Freddie Mac reported
the 30-year fixed-rate mortgage (FRM) averaged 3.75 percent for the week ending July 25, down from last week
when it averaged 3.81 percent. The 15-year FRM averaged 3.18 percent, down from last week
when it averaged 3.23 percent. And the five-year Treasury-indexed hybrid adjustable-rate mortgage (ARM) averaged 3.47 percent, down from last week
when it averaged 3.48 percent.
“Mortgage rates continued to hover near three-year lows and purchase application demand has responded, rising steadily over the last two months to the highest year-over-year change since the fall of 2017,” said Sam Khater, Freddie Mac’s chief economist. “While the improvement has yet to impact home sales, there’s a clear firming of purchase demand that should translate into higher home sales in the second half of this year.”
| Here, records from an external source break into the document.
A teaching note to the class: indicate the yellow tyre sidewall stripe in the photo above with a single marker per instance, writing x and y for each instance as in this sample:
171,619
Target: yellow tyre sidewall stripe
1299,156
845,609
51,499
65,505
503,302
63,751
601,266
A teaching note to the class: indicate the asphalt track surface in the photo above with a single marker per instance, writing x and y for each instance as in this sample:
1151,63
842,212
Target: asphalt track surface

Separately, the U.S. Census Bureau and Department of Housing & Urban Development (HUD) reported that sales of new single-family houses in June were at a seasonally-adjusted annual rate of 646,000, which is seven percent above the revised May rate of 604,000 and 4.5 percent above the June 2018 estimate of 618,000. The median sales price of new houses sold in June was $310,400 and the average sales price was $368,600. The seasonally-adjusted estimate of new houses for sale at the end of June was 338,000, which represents a supply of 6.3 months at the current sales rate.
"Though there is a clear demand for new homes, builders continue to wrestle with affordability headwinds, including shortages of buildable lots and skilled labor, that are constraining sales,” said Greg Ugalde, chairman of the National Association of Home Builders (NAHB) and a home builder and developer from Torrington, Conn.